Each cycle has a fixed number of tributaries or branches which is enumerated by the odd numbers in that loop. For example $1,8,4,2,1$ has one branch. Although each branch is a component of a loop, if followed in reverse it also extends upwards infinitely and receives infinitely many further incoming branches.

Every odd number $x$ can be viewed as the root of a branch extending upwards containing the numbers $x,2x,4x,8x,16x,32x\ldots$. It is the number of those branches extending upwards through the integers, and the frequency in which they in turn have further branches, which govern the proportion of integers in any given range which converge to the given cycle.

Each of those branches, depending on its value $\equiv\mod 3$, will receive incoming branches at certain points. I'm not familiar with the $3x+5$ structure but the rules are generally the same as the conventional conjecture, in which all the odd numbers which are $\equiv0\mod 3$ receive no such incoming branches, those $x\equiv 1\mod 3$ receive incoming branches to every even power of $2$ (i.e. $4x,16x,64x,\ldots$) and those $x\equiv 2\mod 3$ receive branches on every odd power of $2$.

The sub-branches of every branch are distributed in exactly equal proportions between 0,1,2 mod 3 and therefore the sub-branches of every branch within a loop increase in equal proportions as you ascend through the integers.

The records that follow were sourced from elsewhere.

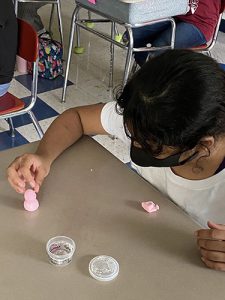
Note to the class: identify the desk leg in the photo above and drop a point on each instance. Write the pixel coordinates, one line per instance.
(72, 28)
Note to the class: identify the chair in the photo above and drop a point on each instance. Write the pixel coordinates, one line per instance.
(54, 3)
(10, 105)
(206, 48)
(77, 23)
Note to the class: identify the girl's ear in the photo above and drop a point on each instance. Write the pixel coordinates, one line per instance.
(208, 142)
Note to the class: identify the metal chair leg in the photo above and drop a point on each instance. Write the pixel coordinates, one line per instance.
(36, 124)
(11, 127)
(129, 55)
(112, 50)
(16, 7)
(60, 21)
(72, 28)
(51, 19)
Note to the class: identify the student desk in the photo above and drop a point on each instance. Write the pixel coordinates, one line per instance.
(93, 198)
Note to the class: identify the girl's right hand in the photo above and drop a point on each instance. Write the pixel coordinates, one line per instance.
(28, 169)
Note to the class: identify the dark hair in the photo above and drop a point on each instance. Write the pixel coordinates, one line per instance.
(175, 99)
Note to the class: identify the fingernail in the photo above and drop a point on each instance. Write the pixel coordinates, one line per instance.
(32, 184)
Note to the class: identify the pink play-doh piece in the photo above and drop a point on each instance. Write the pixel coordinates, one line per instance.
(30, 201)
(150, 206)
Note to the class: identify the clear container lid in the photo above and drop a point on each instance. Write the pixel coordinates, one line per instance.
(103, 268)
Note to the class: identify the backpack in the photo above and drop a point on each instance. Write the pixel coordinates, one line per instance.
(50, 63)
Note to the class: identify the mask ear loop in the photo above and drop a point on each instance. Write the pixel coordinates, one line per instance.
(194, 155)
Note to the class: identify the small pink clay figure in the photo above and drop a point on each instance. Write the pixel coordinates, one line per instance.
(150, 206)
(30, 201)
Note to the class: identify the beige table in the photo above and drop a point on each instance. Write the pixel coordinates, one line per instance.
(93, 198)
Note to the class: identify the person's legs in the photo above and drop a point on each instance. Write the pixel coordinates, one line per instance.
(28, 12)
(145, 35)
(187, 36)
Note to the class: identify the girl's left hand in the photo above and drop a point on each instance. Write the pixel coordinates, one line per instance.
(211, 243)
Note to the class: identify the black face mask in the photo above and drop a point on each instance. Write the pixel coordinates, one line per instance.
(144, 158)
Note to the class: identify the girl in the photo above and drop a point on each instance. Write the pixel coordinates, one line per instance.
(8, 44)
(172, 114)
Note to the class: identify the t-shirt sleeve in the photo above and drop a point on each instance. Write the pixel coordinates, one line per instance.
(112, 122)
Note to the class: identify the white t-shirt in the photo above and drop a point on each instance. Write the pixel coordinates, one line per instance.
(203, 199)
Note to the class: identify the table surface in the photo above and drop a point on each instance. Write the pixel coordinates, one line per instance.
(93, 198)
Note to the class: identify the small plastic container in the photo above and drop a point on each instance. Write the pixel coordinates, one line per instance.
(103, 268)
(60, 250)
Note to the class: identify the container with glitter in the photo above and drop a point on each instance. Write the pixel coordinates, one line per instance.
(60, 250)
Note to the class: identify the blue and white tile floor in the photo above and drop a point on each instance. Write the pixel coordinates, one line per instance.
(88, 84)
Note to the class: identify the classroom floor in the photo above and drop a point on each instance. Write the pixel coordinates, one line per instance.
(88, 84)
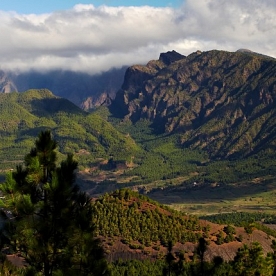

Once you rise to a level within the integers where you are above all of the cycles, you should therefore find that the proportion of branches converging to each cycle is determined by a) the order of that cycle measured by the number of odd numbers it contains and b) the proportions of the numbers converging to it, which receive branches (as per the example I have given above for the conventional CC).